Problems: Unaccountable AI Agents

This document is part of the not.bot™ Problems series, which presents public evidence for the problems the not.bot product family exists to solve. This one covers AI agents: software that browses, transacts, posts, and persuades, with no verifiable identity and no chain of accountability to any person. honest.bot™, planned for launch in Q4 2026, exists to close this gap. Every figure below carries its source and date. The incidents are on the public record.

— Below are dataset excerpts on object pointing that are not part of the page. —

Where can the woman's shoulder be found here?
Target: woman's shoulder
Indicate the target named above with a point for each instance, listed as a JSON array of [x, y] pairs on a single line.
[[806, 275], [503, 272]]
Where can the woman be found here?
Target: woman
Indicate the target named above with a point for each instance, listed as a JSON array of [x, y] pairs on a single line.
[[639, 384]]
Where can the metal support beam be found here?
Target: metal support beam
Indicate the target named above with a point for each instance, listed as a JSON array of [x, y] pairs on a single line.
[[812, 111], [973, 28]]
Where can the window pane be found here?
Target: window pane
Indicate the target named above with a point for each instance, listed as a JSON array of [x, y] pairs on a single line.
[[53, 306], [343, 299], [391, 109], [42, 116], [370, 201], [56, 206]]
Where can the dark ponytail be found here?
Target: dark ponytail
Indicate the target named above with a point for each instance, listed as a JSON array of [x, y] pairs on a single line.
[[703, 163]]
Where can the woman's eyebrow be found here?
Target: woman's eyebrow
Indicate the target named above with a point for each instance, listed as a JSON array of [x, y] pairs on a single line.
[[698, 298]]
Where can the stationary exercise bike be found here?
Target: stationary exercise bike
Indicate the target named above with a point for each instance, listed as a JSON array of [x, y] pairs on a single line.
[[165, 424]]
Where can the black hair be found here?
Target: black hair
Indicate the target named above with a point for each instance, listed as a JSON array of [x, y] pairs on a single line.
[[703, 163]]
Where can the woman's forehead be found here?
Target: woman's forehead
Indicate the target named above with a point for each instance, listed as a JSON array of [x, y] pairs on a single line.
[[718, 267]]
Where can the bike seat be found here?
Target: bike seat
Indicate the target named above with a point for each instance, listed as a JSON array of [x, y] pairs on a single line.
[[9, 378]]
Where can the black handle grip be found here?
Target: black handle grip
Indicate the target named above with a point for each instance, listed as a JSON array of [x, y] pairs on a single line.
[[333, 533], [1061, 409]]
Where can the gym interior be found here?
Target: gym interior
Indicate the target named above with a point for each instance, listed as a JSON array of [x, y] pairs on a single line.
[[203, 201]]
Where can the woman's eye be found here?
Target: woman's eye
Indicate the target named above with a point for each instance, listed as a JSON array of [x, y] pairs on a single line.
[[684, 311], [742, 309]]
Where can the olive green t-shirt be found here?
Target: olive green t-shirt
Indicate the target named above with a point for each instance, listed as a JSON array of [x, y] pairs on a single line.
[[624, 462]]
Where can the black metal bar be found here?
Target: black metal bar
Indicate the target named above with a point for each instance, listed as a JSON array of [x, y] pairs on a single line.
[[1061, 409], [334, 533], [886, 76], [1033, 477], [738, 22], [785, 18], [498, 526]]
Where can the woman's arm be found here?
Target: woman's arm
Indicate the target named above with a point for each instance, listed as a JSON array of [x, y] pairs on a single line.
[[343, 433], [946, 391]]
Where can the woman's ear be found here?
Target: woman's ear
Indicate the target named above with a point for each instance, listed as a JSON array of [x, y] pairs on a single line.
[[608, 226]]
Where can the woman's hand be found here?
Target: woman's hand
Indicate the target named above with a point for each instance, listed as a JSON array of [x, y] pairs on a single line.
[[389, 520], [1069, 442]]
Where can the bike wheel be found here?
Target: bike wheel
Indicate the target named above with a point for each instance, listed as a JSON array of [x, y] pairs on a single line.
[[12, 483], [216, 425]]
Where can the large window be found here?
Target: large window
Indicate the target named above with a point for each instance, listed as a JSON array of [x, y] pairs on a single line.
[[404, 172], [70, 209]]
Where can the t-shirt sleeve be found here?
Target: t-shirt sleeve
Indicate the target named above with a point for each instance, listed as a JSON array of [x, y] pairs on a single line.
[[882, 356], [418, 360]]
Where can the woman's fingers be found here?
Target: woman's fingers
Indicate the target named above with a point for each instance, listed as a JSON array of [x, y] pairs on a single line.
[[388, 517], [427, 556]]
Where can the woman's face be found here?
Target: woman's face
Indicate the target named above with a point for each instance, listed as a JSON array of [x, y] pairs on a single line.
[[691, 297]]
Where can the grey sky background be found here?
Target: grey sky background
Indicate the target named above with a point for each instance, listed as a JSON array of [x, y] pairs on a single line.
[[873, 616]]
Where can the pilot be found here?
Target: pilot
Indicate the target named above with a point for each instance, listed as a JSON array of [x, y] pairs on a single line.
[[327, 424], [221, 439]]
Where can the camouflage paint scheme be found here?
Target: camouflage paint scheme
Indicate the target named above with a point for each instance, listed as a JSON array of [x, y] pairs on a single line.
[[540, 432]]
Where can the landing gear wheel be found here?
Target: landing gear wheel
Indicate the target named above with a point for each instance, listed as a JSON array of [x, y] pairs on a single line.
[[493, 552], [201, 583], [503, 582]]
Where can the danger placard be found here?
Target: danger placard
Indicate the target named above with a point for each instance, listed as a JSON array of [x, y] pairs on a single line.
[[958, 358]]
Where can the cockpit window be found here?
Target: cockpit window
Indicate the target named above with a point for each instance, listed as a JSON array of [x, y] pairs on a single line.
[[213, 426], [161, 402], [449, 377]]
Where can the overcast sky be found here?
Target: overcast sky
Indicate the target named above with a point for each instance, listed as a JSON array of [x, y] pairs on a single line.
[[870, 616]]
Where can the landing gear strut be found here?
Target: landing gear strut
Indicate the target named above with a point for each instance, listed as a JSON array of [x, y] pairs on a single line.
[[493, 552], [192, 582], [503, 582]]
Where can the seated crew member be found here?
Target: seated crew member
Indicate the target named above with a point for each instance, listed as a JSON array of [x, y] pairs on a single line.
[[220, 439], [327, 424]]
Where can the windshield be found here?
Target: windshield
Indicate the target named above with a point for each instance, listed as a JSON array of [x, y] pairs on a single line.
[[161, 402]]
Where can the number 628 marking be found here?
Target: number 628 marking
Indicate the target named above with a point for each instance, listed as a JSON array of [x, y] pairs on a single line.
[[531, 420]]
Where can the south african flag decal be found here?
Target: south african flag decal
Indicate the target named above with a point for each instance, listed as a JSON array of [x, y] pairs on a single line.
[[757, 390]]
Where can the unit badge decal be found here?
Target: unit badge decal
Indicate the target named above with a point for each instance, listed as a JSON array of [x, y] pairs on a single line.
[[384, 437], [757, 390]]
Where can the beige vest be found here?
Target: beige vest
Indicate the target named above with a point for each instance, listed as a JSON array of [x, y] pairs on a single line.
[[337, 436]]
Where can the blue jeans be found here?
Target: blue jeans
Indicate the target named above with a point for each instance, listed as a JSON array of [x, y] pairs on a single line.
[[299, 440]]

Deploying an agent costs nothing and requires nobody's permission

An AI agent is a process that pursues goals on the open internet: it operates a browser, fills forms, calls APIs, writes and runs code, and holds conversations. The visible path onto the web is a consumer product. OpenAI's ChatGPT Agent ships with its own browser and operates it on the user's behalf, inside OpenAI's account system, safeguards, and logs.

The anonymous path skips the provider. The Personhood Credentials paper, written at OpenAI with co-authors across Harvard, Microsoft, Oxford, and MIT, points to the release of "highly capable open-weights models" through user-friendly interfaces as the development "decreasing the technical skill required" to deploy AI capability, and notes that open-weight models "offer less moderation and monitoring of relevant capabilities" than their hosted counterparts (arXiv, August 2024). An agent built on an open-weight model and run on the operator's own hardware answers to no provider at all: no subscription, no account to suspend, no usage logs, no guardrails beyond what the operator leaves in place. Thales states the defender's side of the same fact: attackers "can deploy self-hosted or modified large language models that do not identify themselves as AI agents and can be fine-tuned for malicious use," creating "a visibility gap between what organizations can detect and the true scale of AI-enabled activity" (April 2026). Meta CEO Mark Zuckerberg set the expected scale in July 2024, around the Llama 3.1 launch: "hundreds of millions or billions of different AI agents eventually, probably more AI agents than there are people in the world."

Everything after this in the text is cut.